Lovisa Karlsson

Personal information
- Full name: Emma Lovisa Karlsson
- Nationality: Swedish
- Born: 24 May 1995 (age 31) Gothenburg, Sweden

Sailing career
- Sport: Sailing
- Club: Royal Gothenburg Yacht Club
- Class(es): 470, ILCA 6, Europe

Medal record
Women's sailing
Representing Sweden
Olympic Games
| Bronze medal – third place | 2024 Paris | 470 mixed |
European Championships
| Gold medal – first place | 2022 Çeşme | Mixed 470 |
| Gold medal – first place | 2023 Sanremo | Mixed 470 |

= Lovisa Karlsson =

Swedish sailor

Emma Lovisa Karlsson (born 24 May 1995) is a Swedish sailor. She has represented Sweden at the Summer Olympics on two occasions, winning bronze in 2024 mixed470 event, and won the 2022 European Championships in the mixed 470 event.

Karlsson represents the Royal Gothenburg Yacht Club.

==Sailing career==
===2020 Olympics with Bergström===
Lovisa Karlsson, together with Olivia Bergström, qualified to represent Sweden in the 2020 Tokyo Summer Olympics, competing in the women's 470 event and ranking 14th.
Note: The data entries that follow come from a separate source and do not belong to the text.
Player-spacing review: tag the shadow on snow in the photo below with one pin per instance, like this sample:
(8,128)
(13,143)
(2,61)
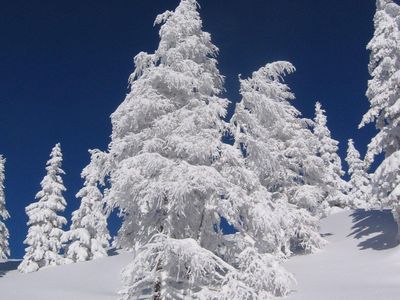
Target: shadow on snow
(378,223)
(8,266)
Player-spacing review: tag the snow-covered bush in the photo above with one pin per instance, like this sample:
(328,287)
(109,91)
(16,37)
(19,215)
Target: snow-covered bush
(45,225)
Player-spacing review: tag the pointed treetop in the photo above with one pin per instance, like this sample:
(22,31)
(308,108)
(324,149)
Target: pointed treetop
(380,4)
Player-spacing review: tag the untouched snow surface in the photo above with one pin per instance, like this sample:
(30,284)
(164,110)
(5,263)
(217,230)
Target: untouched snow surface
(361,262)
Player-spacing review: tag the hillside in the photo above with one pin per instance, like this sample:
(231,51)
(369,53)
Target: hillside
(361,261)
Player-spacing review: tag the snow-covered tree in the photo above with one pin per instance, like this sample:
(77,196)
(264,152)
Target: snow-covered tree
(384,97)
(45,225)
(336,188)
(278,144)
(267,128)
(360,193)
(383,92)
(4,235)
(88,237)
(174,180)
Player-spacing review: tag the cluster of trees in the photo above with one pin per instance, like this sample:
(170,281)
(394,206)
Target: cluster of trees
(174,180)
(47,243)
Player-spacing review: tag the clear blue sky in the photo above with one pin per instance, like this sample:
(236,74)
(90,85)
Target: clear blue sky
(64,67)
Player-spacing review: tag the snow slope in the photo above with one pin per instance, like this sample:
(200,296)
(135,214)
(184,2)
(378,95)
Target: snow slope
(361,262)
(96,280)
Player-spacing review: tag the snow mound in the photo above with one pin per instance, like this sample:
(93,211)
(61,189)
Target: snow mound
(95,280)
(361,262)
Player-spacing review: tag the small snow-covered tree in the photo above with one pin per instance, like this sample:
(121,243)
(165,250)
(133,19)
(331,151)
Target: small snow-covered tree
(384,97)
(4,235)
(279,145)
(88,237)
(174,180)
(360,193)
(45,225)
(335,187)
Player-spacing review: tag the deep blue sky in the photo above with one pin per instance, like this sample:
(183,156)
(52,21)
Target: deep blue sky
(64,67)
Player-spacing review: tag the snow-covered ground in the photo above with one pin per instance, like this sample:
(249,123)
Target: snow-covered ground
(361,262)
(96,280)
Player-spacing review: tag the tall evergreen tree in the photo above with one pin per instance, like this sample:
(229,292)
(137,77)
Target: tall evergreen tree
(45,225)
(4,234)
(384,96)
(88,237)
(268,129)
(360,193)
(174,180)
(278,143)
(335,187)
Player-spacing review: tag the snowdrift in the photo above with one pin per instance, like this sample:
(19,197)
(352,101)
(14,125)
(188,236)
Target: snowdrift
(361,261)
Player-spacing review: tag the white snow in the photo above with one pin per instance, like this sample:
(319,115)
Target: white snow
(361,262)
(94,280)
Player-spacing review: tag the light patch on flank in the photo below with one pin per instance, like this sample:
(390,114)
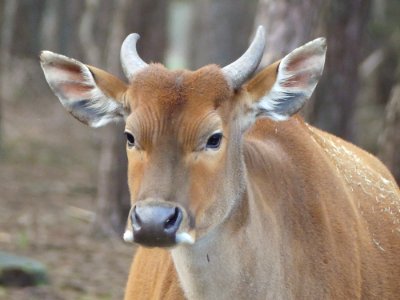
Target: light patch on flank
(128,236)
(360,177)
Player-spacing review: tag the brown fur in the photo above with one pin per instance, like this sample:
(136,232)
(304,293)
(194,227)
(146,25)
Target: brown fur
(284,211)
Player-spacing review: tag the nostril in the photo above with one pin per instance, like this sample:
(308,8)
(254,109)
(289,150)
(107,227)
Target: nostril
(136,221)
(173,220)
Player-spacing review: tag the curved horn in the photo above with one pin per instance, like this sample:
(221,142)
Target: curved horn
(240,70)
(130,60)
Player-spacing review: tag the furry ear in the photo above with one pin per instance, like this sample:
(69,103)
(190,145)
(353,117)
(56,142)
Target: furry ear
(282,89)
(91,95)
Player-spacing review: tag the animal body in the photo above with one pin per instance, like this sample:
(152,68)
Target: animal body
(233,195)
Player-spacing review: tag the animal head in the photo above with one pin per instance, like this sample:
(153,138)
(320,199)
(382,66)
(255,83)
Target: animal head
(184,128)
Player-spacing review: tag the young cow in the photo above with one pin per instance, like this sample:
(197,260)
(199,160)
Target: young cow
(248,200)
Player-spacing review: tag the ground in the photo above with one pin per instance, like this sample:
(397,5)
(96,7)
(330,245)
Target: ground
(48,175)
===Mixed 470 with Dahlberg (since 2022)===
After the 2020 Summer Olympics and the end of the women's 470 event in the Olympics, Karlsson teamed up with Anton Dahlberg, silver medalist in the men's event in the same Olympics, to campaign for the 2024 Summer Olympics. They made their first regatta together in the 2022 Semaine Olympique Française in Hyères, which they won.

In September 2022, Dahlberg and Karlsson won the 470 European Championships in Çeşme, Turkey. At the 2022 470 World Championship in Sdot Yam a month later, they finished 13th and therefore not qualified for the medal race.

Dahlberg and Karlsson successfully defended their 470 European Championships title in May 2023 in Sanremo, one point ahead of German crew Anna Markfort and Simon Diesch.

At the 2024 Olympic sailing event in Marseille, Dahlberg and Karlsson were sitting fourth ahead of the medal race in the event, and overtook Spain to win the bronze medal.